Re: Flaky 003_start_stop.pl test

From: Andres Freund <andres(at)anarazel(dot)de>
To: Thomas Munro <thomas(dot)munro(at)gmail(dot)com>
Cc: Jelte Fennema-Nio <postgres(at)jeltef(dot)nl>, PostgreSQL Hackers <pgsql-hackers(at)lists(dot)postgresql(dot)org>, Heikki Linnakangas <hlinnaka(at)iki(dot)fi>
Subject: Re: Flaky 003_start_stop.pl test
Date: 2025-03-05 00:41:38
Message-ID: rm3wawhaebopcncwwadnenypl7mwwqacoqj2u35qi36d5zcms2@wbbcb6t6ukf4
Views: Raw Message | Whole Thread | Download mbox | Resend email
Thread:
Lists: pgsql-hackers

Hi,

On 2025-03-04 09:48:45 +1300, Thomas Munro wrote:
> On Tue, Mar 4, 2025 at 5:48 AM Andres Freund <andres(at)anarazel(dot)de> wrote:
> > On 2025-02-24 11:26:56 +0100, Jelte Fennema-Nio wrote:
> > > [1]: https://cirrus-ci.com/task/5571017969500160?logs=test_world#L256
> >
> > A possibly related test failure is:
> >
> > https://cirrus-ci.com/task/5005337046024192?logs=check_world#L259
>
> They look different to me:

Thanks for checking!

> (1) In Jelte's report for 003_start_stop, we see:
>
> [03:40:42.347](2.022s) ok 1 - dead-end connection 0
> [03:40:42.348](0.001s) ok 2 - dead-end connection 1
> [03:40:42.349](0.001s) ok 3 - dead-end connection 2
> ... up to 20 ...
>
> We see in the server log that the first one had pid 31660 and slot 1,
> but it never said "SSLRequest rejected" like all the others. The Perl
> code must have received "N", or it would not have moved onto opening
> the next connection. Then just as it is about to try to connect,
> hoping to see "too many clients", that one exits, the "invalid_role"
> connection gets slot 1 instead of the dead-end backend we expected:
>
> 03:40:42.375 UTC [31645][postmaster] DEBUG: client backend (PID
> 31660) exited with exit code 0 <-- goodbye, silent backend
> 03:40:42.480 UTC [31681][not initialized] [[unknown]][:0] LOG:
> connection received: host=[local]
> 03:40:42.480 UTC [31681][not initialized] [[unknown]][:0] LOG:
> SSLRequest rejected
> 03:40:42.511 UTC [31645][postmaster] DEBUG: assigned pm child slot 1
> for backend <-- we get silent backend's slot
> 03:40:42.512 UTC [31645][postmaster] DEBUG: forked new client
> backend, pid=31690 socket=7
> 03:40:42.542 UTC [31690][not initialized] [[unknown]][:0] LOG:
> connection received: host=[local]
> 03:40:42.543 UTC [31690][client backend] [[unknown]][0/1:0] LOG:
> connection authenticated: user="invalid_user" method=trust
> (/tmp/cirrus-ci-build/build/testrun/postmaster/003_start_stop/data/t_003_start_stop_main_data/pgdata/pg_hba.conf:117)
> 03:40:42.543 UTC [31690][client backend] [[unknown]][0/1:0] LOG:
> connection authorized: user=invalid_user database=postgres
> application_name=003_start_stop.pl
> 03:40:42.543 UTC [31690][client backend] [[unknown]][0/1:0] FATAL:
> role "invalid_user" does not exist

Good catch.

The pattern is similar in other failed tests. There has been a spate of errors
on postgres/postgres' CI, which made me look at this again.

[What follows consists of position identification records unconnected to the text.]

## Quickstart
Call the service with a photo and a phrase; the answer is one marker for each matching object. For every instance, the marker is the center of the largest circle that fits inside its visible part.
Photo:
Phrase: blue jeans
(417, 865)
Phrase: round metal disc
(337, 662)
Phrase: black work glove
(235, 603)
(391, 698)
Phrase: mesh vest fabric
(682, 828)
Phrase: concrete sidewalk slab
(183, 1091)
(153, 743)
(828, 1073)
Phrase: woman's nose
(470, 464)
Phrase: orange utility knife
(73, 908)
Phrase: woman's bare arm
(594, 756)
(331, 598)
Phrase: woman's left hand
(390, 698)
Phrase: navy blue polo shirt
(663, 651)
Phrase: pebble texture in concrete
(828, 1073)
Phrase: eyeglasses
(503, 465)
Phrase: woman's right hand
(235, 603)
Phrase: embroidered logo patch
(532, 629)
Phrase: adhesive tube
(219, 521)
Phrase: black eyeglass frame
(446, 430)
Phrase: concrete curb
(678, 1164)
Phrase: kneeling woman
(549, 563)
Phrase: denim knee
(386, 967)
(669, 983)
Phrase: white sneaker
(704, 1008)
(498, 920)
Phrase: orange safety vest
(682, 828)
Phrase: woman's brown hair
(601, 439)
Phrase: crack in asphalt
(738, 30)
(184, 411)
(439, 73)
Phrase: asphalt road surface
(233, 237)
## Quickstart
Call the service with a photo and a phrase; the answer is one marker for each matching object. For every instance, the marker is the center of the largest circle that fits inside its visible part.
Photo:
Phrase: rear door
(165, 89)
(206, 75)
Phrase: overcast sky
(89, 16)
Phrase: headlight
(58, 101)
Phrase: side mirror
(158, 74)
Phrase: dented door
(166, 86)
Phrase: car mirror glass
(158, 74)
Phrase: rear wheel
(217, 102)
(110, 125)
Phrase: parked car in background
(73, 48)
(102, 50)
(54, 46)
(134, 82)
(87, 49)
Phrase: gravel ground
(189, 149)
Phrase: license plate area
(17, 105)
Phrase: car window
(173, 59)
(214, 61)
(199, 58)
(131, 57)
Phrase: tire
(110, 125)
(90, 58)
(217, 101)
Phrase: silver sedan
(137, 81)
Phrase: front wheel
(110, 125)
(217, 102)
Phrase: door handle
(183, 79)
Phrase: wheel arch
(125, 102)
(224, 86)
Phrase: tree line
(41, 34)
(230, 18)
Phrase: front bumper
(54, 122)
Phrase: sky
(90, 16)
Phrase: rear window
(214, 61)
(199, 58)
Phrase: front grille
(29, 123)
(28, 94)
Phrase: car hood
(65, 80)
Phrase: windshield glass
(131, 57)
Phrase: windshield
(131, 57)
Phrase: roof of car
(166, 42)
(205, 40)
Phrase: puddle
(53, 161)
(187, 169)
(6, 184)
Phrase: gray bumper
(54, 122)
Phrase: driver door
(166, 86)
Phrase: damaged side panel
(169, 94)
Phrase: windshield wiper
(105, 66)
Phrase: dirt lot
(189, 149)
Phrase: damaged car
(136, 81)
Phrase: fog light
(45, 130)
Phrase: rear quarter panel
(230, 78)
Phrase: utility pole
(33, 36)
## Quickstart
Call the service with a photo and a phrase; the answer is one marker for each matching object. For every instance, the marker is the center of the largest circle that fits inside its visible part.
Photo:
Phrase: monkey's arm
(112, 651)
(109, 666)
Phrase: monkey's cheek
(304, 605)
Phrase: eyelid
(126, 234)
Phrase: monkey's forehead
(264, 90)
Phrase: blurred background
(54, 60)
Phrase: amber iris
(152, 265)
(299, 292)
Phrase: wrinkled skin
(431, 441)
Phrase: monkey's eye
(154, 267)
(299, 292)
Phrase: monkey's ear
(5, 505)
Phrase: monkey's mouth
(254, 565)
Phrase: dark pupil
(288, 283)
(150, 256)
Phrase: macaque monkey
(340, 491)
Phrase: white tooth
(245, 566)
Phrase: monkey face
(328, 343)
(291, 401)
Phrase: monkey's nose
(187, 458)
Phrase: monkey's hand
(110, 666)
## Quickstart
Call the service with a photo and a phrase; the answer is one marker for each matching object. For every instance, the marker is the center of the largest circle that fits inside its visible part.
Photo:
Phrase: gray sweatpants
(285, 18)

> Could the backend have sent an "N" (NoticeResponse) unrelated to SSL
> negotiation?

I don't think that'd be legal protocol flow from the server side. And, given
that the test uses log_min_messages=debug2, should have been logged in the
server log.

All the recent failures were on FreeBSD, interestingly.

I wonder if we should, at least temporarily, increase the test's log level?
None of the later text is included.